Robbins-Mills Collection of Herbert Wendell Gleason
Photographic Negatives, 1899-1937

Concord Free Public Library — Special Collections

Series XIV – National Parks, 1905-1926

Louis Boucher's Dripping Springs Camp, Grand Canyon, Ariz.Series XIV (316 glass, 501 film) is organized into ten subseries. Subseries are arranged by park name in alphabetical order, and by date. Parks include: Bryce Canyon National Park and Zion Canyon National Park, Denali National Park & Preserve, Glacier National Park, Grand Canyon National Park, Mesa Verde National Park, Mount Rainier National Park, Rocky Mountain National Park, Sequoia & Kings River Canyon National Park, Yellowstone National Park and Grand Teton National Park, and Yosemite National Park. Zion Canyon is listed as a subseries of Bryce Canyon based on geographical proximity. Sequoia & Kings River Canyon are managed as one park by the National Park Service. Gleason labeled the Grand Teton images as part of Yellowstone Park.

The series includes many panoramic views of cliff and canyon, towering mountains, high plateaus, and unusual geological features including stone arches (Zion's Kolob Arch, the world's largest arch), geysers (Yellowstone's Old Faithful), "hoodoos" (fantastic rock formations found in Bryce Canyon) and hot springs. Other landscape features include: buttes, glaciers, gorges, lakes, rivers, seracs, steep trails, and cascading waterfalls. Gleason photographed subalpine flowers (polemonium elegans, erythronium, phlox diffusa, mertensia panicualta, dodecatheon crenatum, and avalanche lilies), plants (mescal, mistletoe, sagebrush, tumbleweed, and yucca), and trees including lodgepole pine, piñon pine, and sequoia. Natural phenomena include alpenglow (a reddish glow seen near sunset or sunrise on mountain summits), cloud effects, mists rising, and thunder clouds. Animals include bears, chipmunks, deer, and pack mules.

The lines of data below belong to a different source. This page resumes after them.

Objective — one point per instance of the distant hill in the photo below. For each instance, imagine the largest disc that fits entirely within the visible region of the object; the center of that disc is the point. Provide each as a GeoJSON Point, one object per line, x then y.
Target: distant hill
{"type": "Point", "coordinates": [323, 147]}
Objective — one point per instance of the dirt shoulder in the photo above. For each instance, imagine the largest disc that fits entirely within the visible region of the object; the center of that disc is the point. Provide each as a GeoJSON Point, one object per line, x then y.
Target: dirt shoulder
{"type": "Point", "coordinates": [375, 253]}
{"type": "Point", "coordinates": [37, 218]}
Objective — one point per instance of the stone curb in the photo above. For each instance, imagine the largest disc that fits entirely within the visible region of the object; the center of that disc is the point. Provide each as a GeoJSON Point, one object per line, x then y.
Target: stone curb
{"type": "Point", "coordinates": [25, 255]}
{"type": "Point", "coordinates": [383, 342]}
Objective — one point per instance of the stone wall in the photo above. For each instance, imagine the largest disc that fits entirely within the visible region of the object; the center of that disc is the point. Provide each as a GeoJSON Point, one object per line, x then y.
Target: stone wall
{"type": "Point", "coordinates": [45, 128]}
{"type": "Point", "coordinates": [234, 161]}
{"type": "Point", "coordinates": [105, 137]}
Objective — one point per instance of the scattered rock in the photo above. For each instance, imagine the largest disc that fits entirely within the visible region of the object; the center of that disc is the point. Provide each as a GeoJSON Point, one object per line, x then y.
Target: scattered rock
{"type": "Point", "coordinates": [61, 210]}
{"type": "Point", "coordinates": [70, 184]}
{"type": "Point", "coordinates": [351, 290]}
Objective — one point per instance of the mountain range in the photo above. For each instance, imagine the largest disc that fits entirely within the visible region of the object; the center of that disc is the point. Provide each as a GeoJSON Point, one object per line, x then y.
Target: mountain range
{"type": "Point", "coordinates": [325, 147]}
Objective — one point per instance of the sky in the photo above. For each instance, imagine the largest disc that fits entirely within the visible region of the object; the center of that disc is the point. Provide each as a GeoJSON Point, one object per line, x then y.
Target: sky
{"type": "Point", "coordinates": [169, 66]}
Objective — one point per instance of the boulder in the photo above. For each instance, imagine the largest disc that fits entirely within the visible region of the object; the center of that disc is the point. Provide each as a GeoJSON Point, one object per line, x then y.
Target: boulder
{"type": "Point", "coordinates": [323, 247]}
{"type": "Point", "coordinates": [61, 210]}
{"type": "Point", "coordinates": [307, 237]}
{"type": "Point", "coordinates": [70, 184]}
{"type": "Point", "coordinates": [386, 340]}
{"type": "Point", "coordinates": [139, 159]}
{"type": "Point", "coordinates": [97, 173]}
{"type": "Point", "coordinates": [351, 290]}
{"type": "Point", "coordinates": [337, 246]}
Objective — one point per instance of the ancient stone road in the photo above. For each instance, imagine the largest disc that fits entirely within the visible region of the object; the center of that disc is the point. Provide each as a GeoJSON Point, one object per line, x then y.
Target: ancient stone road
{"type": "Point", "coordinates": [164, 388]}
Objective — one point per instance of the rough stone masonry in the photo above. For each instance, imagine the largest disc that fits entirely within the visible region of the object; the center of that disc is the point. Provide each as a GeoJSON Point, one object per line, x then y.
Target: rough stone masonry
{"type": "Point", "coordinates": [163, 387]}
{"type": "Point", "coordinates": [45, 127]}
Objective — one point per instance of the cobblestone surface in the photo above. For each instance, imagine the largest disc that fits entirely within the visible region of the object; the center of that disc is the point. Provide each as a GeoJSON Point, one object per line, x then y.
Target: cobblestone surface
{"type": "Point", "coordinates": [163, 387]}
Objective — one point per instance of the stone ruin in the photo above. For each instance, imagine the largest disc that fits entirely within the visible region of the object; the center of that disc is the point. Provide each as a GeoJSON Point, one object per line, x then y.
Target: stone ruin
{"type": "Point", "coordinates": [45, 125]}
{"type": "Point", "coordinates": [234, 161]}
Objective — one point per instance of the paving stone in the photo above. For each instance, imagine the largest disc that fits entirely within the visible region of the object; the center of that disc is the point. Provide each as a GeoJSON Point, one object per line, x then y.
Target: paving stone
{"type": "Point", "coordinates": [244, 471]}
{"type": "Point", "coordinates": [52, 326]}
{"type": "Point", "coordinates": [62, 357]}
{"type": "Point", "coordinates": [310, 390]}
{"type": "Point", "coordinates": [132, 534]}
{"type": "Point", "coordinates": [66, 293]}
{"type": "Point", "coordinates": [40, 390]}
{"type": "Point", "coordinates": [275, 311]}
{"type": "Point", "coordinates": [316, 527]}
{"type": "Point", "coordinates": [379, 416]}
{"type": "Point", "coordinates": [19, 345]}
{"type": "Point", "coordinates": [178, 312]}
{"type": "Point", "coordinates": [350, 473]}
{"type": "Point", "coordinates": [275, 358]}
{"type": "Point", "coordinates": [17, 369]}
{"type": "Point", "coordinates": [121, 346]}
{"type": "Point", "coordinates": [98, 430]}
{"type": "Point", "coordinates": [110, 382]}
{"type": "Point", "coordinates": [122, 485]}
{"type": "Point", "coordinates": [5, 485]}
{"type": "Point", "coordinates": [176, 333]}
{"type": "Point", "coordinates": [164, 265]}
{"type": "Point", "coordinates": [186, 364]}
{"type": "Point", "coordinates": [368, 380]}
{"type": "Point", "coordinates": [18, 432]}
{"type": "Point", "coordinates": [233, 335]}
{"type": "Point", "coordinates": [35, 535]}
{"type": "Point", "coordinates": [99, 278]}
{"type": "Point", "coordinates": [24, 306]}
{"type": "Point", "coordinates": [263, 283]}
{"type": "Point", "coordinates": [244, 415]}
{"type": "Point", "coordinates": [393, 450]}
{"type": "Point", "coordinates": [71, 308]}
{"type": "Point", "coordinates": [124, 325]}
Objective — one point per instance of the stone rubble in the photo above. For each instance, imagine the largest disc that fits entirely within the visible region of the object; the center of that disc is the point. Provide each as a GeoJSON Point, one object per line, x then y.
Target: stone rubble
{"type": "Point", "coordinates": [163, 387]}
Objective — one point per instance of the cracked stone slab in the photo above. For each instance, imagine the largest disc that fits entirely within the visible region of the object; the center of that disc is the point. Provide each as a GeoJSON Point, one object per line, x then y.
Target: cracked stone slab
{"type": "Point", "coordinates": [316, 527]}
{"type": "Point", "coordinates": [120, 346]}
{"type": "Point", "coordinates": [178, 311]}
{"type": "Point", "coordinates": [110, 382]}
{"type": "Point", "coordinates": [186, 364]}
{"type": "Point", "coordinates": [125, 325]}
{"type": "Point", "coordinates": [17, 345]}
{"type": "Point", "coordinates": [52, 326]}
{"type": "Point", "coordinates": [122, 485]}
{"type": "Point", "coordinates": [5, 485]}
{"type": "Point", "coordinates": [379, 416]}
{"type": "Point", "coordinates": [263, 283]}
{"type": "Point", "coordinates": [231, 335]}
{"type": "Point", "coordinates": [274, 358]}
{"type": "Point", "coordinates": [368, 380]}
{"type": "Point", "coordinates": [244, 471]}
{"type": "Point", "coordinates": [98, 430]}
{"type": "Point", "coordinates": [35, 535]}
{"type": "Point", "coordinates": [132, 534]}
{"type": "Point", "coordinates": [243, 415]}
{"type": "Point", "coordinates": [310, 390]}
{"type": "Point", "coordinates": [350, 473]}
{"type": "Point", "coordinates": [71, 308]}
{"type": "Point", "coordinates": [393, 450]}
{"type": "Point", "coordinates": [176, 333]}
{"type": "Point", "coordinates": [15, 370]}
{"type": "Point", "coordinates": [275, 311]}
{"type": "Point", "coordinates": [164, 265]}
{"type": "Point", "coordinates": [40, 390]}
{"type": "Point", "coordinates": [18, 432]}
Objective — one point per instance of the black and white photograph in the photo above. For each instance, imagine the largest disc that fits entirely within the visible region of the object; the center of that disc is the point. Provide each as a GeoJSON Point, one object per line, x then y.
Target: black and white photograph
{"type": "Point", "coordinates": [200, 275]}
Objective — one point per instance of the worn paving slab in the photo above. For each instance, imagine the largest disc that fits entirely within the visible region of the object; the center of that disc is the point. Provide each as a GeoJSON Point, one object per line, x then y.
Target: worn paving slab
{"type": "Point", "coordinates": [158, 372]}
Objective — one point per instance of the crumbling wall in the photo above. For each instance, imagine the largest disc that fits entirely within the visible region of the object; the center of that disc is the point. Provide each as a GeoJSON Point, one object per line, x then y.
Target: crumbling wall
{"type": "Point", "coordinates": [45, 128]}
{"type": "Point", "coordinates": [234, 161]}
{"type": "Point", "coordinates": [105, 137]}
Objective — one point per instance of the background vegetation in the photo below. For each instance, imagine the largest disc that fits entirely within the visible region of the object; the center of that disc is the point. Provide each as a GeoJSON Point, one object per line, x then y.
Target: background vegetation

Hotels include Glacier Park Hotel, Mammoth Springs Hotel (Yellowstone), Old Faithful Inn (Yellowstone), and Paradise Inn (Mt. Rainier). Portraits of individuals include Mr. & Mrs. Emerson, J.B. Fett, Desmond Fitzgerald, E.W. Hamden, Stephen T. Mather (first director of the National Park Service and Gleason's friend), Frederick Law Olmsted II, Mr. D.S. Spencer, Mr. Reeves, Harold Russell, Jack Scheidell, and R.C. Syrett (he ran the first tourist facilities at Bryce Canyon). Gleason appears in photographs at Echo Canyon, Zion National Park, and on the Hermit Trail at Grand Canyon National Park. Of interest is Gleason's image of "Louis Boucher's Dripping Springs Camp, July 5, 1907" (XIV.D.1907.12). Gleason's tripod and other camera equipment can be seen in the photograph resting on the table.

Gleason accompanied the Sierra Club's expedition to Mt. Rainier in 1905. Included in the Sierra Club scenes is a dramatic image of a single file of climbers making their way up Mt. Rainier (XIV.F.1905.68). Mt. Rainier is the most heavily glaciated peak in the contiguous U.S., and Gleason photographed many of its glaciers including Carbon Glacier, Cowlitz Glacier, Emmons Glacier, Grinnell Glacier, Inter Glacier, and Nisqually Glacier. Copies from other works include images of Mt. Rainier photographed by Asahel Curtis.

Gleason's Yellowstone images taken in 1921 helped defeat legislation that would have allowed reclamation projects in the national park. Gleason's photograph of Bubb Creek Falls in Yellowstone was used in the National Park Service 1919 Annual Report. Twenty-nine images were published in Crossette's The Western Wilderness of North America (1972).